Alred wanted to tell Lili that was kind of her, but somehow it didn’t quite seem to be.

“I shall tell her tonight when she comes up to bed,” Lili said firmly.

“Oh, not tonight, Lili,” he begged. “Wait until the morning. We had such a pleasant day…”

'Wait until the morning.  We had such a pleasant day...'

“We always have pleasant days! I want to tell her at night so that she may spend it crying, as she probably will, and have time to compose herself before morning.”

Alred’s own eyes filled with tears at the thought of the poor, timid girl crying into her pillow over the death of her pretty dreams. Perhaps she would call herself a fool for ever believing such a poem could be written for her. Perhaps, he thought with a sudden chill, Lili would even tell her so.

Truly, the poem was not quite the right poem for Hetty, any more than a paean to the sun could be equally well applied to the moon. However, it had not been a poem written merely in praise of the sun, but had been a declaration of love – and there were few girls more worthy of such poems than Hetty.

“Do you agree?” she asked.

'Do you agree?'

Alred could not find any arguments besides those he had already used. He was beginning to feel like a coward. He did not know whether he was acting more to spare Hetty’s feelings or to spare his own. Also he knew he would never again see her smile at him as she had for these past three weeks.

“I don’t like to see anyone hurt,” he said miserably.

“It is inevitable, and I do think it kinder to do it sooner rather than later. I fear you have already been too much together, and it will be far more difficult for her than it would have been before we came. You did not visit us so very often.”

And to think he had avoided visiting Egelric because he could not bear to see Lili! And to think that poor Hetty must have been wondering all those months why he so seldom came to see her!

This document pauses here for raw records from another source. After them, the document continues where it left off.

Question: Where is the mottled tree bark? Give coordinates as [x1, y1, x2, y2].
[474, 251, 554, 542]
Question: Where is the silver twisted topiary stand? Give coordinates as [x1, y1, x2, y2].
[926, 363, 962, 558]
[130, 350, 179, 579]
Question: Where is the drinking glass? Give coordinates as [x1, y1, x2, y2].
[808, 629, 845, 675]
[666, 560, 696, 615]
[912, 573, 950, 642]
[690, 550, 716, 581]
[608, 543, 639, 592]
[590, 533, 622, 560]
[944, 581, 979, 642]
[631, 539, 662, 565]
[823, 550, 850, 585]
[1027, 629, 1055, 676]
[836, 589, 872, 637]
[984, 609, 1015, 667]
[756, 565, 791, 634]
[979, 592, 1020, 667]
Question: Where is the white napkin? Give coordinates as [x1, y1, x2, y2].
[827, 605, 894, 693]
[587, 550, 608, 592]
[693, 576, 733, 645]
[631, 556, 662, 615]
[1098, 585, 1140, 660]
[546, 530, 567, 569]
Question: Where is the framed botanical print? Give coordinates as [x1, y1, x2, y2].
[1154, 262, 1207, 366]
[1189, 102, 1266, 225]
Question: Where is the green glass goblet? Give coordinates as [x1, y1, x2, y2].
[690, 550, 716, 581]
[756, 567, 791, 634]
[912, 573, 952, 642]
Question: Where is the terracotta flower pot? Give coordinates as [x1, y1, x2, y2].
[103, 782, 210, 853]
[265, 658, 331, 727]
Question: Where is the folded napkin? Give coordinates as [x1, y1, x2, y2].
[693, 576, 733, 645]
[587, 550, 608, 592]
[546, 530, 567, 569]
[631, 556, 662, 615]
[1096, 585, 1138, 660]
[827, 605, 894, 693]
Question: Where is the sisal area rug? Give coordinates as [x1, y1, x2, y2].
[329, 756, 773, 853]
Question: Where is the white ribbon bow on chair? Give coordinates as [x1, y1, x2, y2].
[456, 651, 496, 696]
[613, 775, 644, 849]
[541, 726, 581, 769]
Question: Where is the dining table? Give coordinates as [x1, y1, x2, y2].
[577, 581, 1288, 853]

“Poor girl,” he whispered.

“Yes, yes!” Lili cried and stamped her foot in frustration at the tears that were coming to her own eyes.

'Don't wake her to tell her if she's already sleeping.'

“Don’t wake her to tell her if she’s already sleeping,” he pleaded. “Promise me that much. Let her sleep. Let her reach the end of her dream. Her last little dream,” he choked.

“She’s not sleeping anyway! I was just in her room. She must be downstairs reading, or playing chess with Dunstan.”

“I just came from Dunstan’s room.”

“Then she must be reading. I don’t know. I shall await her in her room.”

'I shall await her in her room.'

It all would have been very pretty and very poignant if Hetty had only existed in one of the fairy tales that Gwynn so loved. But in such a tale, the fair Lady Hedwige would either have been rewarded at the end by true love or merely died of grief. These were the only two sufficiently romantic outcomes.

The real Lady Hetty would simply suffer on in the quiet, obscure way she had already suffered for much of her tragic life. The real Lady Hetty would not be deprived of true love, for she had never possessed it, but some part of her earthly share of hope and innocence would have been spent. She would never again be such a fool as to love a man as easily – if those shy smiles were to be believed – as she had let herself love him. It seemed a crueler thing than a fairy tale death by broken heart.

“May God forgive my folly and your carelessness, Lili,” Alred sighed, though Lili had already gone to await Hetty like a spider in her web. “May God forgive us for hurting that poor girl.”